Он кинул на койку книгу; падая, она раскрылась. На открытой странице мне бросился в глаза абзац: «Каждому дано на какой-то момент выходить из тела; и как струя, стекая, сливается с большей, так и родственные души, пересекаясь, соединяются, в то время как их тела продолжают двигаться своим путем, ничего об этом не зная».
— У нее… своеобразный вкус в литературе, — выдавил я из себя, пытаясь скрыть волнение.
— Да. А теперь, будь добр, объясни, откуда тебе известно ее имя и корабль, на который она села.
— Ты говорил о ней во сне, — ответил я.
Через неделю мы вошли в порт Нью-Йорка. Но о паруснике «Морроу» никто никогда больше не слышал.
Холодное приветствие[79]
Эту историю рассказал покойный Бенсон Фоли из Сан-Франциско:
«Летом 1881 года я познакомился с мужчиной по имени Джеймс Г. Конвей, жителем Франклина в штате Теннесси.

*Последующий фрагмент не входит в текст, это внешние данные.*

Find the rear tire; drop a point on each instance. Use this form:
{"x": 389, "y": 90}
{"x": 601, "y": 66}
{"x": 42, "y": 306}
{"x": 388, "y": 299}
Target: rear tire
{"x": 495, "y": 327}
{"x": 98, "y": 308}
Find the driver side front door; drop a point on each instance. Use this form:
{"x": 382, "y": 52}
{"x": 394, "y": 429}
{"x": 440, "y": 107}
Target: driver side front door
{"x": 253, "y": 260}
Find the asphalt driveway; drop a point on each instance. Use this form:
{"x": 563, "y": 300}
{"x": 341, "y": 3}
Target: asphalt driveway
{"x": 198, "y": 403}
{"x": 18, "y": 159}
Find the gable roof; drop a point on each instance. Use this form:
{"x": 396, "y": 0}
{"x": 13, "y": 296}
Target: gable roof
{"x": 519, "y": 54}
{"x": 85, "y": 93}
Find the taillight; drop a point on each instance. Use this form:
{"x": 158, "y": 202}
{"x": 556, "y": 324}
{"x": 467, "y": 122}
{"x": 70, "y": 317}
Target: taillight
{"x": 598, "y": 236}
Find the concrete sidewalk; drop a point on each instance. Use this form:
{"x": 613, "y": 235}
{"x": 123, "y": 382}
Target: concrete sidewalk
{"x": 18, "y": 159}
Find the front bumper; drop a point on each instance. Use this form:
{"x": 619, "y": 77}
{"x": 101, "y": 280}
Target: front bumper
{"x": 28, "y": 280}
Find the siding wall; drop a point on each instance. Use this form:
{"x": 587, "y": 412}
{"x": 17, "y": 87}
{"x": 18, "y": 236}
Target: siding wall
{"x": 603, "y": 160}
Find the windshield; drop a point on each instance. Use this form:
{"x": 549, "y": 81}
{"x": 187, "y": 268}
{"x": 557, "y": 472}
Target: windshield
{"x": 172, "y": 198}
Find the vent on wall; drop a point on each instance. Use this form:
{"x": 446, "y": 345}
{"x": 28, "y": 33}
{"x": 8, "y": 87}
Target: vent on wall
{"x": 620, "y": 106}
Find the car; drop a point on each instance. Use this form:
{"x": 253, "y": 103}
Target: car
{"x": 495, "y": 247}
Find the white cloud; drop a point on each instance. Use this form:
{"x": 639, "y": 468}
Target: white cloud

Он приехал в Сан-Франциско лечиться, глупец, и привез мне рекомендательное письмо от мистера Лоренса Бартинга. Я знал Бартинга, когда он служил капитаном в армии северян во время Гражданской войны. По ее окончании он поселился во Франклине и со временем стал (у меня есть основания так думать) весьма известным юристом. Бартинг всегда производил на меня впечатление честного и порядочного человека, и выраженные им в письме теплые, дружественные чувства по отношению к мистеру Конвею убедили меня в том, что последний во всех отношениях заслуживает моего доверия и уважения. Однажды за обедом Конвей поведал мне, что у него с Бартингом есть торжественная договоренность: в случае смерти тот, кто уйдет первым, постарается из другого мира связаться с оставшимся; как он это сделает, друзья оставили (на мой взгляд, мудро) на усмотрение усопшего, согласно возможностям, которые предоставят новые обстоятельства.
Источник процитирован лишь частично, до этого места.